Just as many Democratic lawmakers have signed on in the past year as co-sponsors of Sen. Bernie Sanders (I-Vt.) Medicare for All bill, healthcare corporations are banding together to fight the swelling wave of support for a single-payer healthcare system.
Health insurance and drug companies have formed a coalition aimed at "building on the strength of employer-provided health coverage," according to the groups—a transparent attempt to defeat the momentum building among Medicare for All advocates, using attack ads and research biased against a single-payer system.
Fearing ‘blue wave,’ drug, insurance companies build single-payer defense https://t.co/DGtdbPJOd3 This is where your healthcare $$$ are going. Advertising against your best interests. @DrCat4ME https://t.co/cOhEVajJIV
— Cathleen London MD (@DrChaya) August 10, 2018
The coalition, called the Partnership for America's Health Care Future and including the industry groups America's Health Insurance Plans (AHIP), the Pharmaceutical Research and Manufacturers of America (PhRMA), the American Medical Association, and the Federation of American Hospitals, is being taken not as a significant threat to Sanders' plan and a similar proposal in the House, but as evidence that the country is closer than ever to implementing single-payer healthcare.
Industry giants' apparent anxiety over the end of for-profit health insurance is "clear evidence that we are making progress," Adam Gaffney of Physicians for a National Health Program told The Hill.
Sanders himself told the outlet that it did not surprise him "that the insurance companies and drug companies will spend an enormous sum of money in lobbying, campaign contributions, and television ads to defeat Medicare for all, but they are on the wrong side of history."
Public support for Medicare for All has been rapidly rising since Congress passed the Affordable Care Act in 2010. This past March, polling by the Kaiser Family Foundation showed that 59 percent of Americans support a national health plan paid for by the government.

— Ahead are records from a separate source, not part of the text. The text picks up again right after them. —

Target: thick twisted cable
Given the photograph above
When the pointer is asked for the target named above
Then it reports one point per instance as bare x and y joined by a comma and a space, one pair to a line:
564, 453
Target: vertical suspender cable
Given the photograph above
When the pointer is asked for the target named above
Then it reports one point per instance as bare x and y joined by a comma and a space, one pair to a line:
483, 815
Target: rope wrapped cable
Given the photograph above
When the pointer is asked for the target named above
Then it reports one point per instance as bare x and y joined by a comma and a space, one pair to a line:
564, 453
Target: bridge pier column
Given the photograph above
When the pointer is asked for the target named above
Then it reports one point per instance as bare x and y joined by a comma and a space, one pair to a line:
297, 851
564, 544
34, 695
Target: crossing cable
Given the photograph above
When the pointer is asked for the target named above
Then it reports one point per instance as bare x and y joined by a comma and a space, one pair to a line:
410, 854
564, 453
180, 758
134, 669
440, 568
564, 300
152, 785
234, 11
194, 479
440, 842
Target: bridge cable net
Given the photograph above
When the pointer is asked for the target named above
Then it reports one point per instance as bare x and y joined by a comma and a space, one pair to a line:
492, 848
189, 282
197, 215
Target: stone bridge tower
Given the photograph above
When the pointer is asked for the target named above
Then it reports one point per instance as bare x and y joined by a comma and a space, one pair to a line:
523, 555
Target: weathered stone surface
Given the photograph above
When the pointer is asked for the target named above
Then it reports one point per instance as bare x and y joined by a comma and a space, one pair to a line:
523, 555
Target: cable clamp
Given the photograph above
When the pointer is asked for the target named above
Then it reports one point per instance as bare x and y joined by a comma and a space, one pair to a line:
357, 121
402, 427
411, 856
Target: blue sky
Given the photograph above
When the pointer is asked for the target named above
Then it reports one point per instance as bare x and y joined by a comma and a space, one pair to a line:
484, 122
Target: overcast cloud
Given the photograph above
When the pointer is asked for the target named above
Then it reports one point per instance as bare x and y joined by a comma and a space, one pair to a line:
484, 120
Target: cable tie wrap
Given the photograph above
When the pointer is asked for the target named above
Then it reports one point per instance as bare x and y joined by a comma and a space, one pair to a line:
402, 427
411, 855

Less than a year earlier, in June 2017, the same poll found that just 53 percent had been in favor of Medicare for All.
Despite mounting evidence to contrary, the Partnership for America's Health Care Future will be devoted to convincing the public that, as a spokesperson told The Hill, "Most Americans support commonsense, pragmatic solutions that don't interrupt the coverage they rely upon for themselves and their families."
The "pragmatic solutions" that families allegedly want to continue relying on will reportedly involve premiums that are expected to go up as much as 91 percent in some parts of the country this fall. Sanders has maintained that his Medicare for All proposal would save the average American household at least $3,800 per year.
Nearly two-thirds of House Democrats have also signed on as co-sponsors of a single-payer healthcare bill—a number that could go up if the party regains a House majority by flipping 23 seats in November.
"Whether they like it or not," Sanders said of health insurance and pharmaceutical giants, "we will succeed in guaranteeing healthcare for all because this is an idea whose time has come."